Im Verlauf der Pandemie habe sich eindrücklich gezeigt, dass das neue Virus nicht an Landesgrenzen halt mache, leitete Claudia Brühweiler zur Frage über, ob die Massnahmen nicht dringend länderübergreifend koordiniert werden müssten. Er befürchte, dass Europa derzeit noch nicht dazu in der Lage sei, antwortete Daniel Koch. Jedoch sei er überzeugt, dass es die Zeit nach der Krise nutzen werde, um besser auf eine nächste Pandemie vorbereitet zu sein.

Verbotskultur verspricht wenig Erfolg

Aus dem Publikum wurden an der Öffentlichen Vorlesung zahlreiche, teilweise auch kritische Fragen gestellt. Ob der Bund angesichts der steigenden Fallzahlen nicht dringend strengere und einheitlichere Verbote aussprechen müsste, lautete eine davon. Gerade in der Schweiz sei seiner Meinung nach eine Verbotskultur nicht erfolgsversprechend, erklärte Daniel Koch. Als viel wichtiger erachte er es, den Leute zu erklären, was das Problem sei und wie sie ihren Beitrag zur Lösung beitragen könnten. Die Wirkung des Aufklärens zeige sich beispielsweise beim Impfen. Die Schweiz kenne keine generelle Impfpflicht und trotzdem sei die Impfquote gut.

Seiner Meinung nach könne man nicht genug tun, um eine zweite Welle zu verhindern. «Steigen die Fallzahlen unkontrolliert, wird der Ruf nach strengen Massnahmen und Verboten sehr laut werden. Davor habe ich ehrlich gesagt etwas Angst. Denn wir Menschen haben nicht nur das Bedürfnis gesund zu bleiben, sondern auch Bedürfnisse, welche das soziale, kulturelle oder wirtschaftliche Leben betreffen.»

Ein Patentrezept gegen eine Pandemie gibt es nicht

Leider gebe es kein Patenrezept, wie man eine Pandemie am besten und schnellsten in den Griff bekomme. Stets sei jedoch abzuwägen, was eine Massnahme an positiven und negativen Folgen habe. Als Beispiel nannte Daniel Koch die Situation in einigen Entwicklungsländern, in denen durch den Lockdown das Impfsystem gegen verschiedene Krankheiten unterbrochen wurde. Er sei sehr besorgt, dass dadurch vor allem auch bei Kindern viele Todesfälle zu beklagen sein werden.

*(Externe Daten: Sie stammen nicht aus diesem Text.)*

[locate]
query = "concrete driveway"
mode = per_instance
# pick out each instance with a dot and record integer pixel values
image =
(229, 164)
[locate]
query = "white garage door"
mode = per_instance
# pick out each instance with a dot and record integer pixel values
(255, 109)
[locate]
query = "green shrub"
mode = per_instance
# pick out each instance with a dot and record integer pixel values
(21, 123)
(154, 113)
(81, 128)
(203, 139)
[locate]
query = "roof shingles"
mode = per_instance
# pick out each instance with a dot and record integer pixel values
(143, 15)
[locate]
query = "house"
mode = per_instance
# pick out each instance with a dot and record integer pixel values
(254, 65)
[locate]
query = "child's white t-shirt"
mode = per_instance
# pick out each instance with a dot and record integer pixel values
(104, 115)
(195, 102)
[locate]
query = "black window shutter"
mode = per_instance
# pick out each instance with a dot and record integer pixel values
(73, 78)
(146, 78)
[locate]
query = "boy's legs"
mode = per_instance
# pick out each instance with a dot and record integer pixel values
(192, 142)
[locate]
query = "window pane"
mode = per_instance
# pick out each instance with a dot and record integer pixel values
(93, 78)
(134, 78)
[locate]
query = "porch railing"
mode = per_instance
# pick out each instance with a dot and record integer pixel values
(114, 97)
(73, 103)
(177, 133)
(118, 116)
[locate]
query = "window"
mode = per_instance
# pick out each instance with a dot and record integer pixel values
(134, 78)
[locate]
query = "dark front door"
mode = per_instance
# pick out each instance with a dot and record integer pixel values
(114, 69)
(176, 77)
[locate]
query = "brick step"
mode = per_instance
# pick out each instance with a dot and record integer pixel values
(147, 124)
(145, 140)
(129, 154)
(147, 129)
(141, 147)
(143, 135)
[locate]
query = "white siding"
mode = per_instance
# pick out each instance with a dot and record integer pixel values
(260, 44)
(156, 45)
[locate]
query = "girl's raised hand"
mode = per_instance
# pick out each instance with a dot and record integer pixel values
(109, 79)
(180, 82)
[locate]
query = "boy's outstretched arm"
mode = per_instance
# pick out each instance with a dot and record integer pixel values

Eine Votantin äusserte ihre Überzeugung, dass ein allfällig im nächsten Jahr zugelassener Impfstoff gegen Corona keinesfalls sicher sein könne, da er nicht über mehrere Jahre getestet worden sei. Er habe volles Vertrauen in die Zulassungsbehörden, entgegnete Daniel Koch. Sie würden sich nicht drängen lassen und einen Impfstoff erst dann zulassen, wenn er genügend geprüft sei.

Zum freiheitlichen System Sorge tragen

Die letzte Frage an den ehemaligen BAG-Leiter «Übertragbare Krankheiten» stellte HSG-Rektor Bernhard Ehrenzeller. Sie drehte sich um die langfristigen Folgen der Corona-Pandemie. Langfristige Prognosen zu stellen, sei meistens schwierig, antwortete Daniel Koch. Er hoffe stark, dass die Auswirkungen der Coronakrise nicht dazu führten, dass die Gesellschaft immer nationalistischer werde. «Wir fahren gut mit unserem freiheitlichen System. Ich wünsche mir deshalb sehr, dass wir Sorge zu ihm tragen.»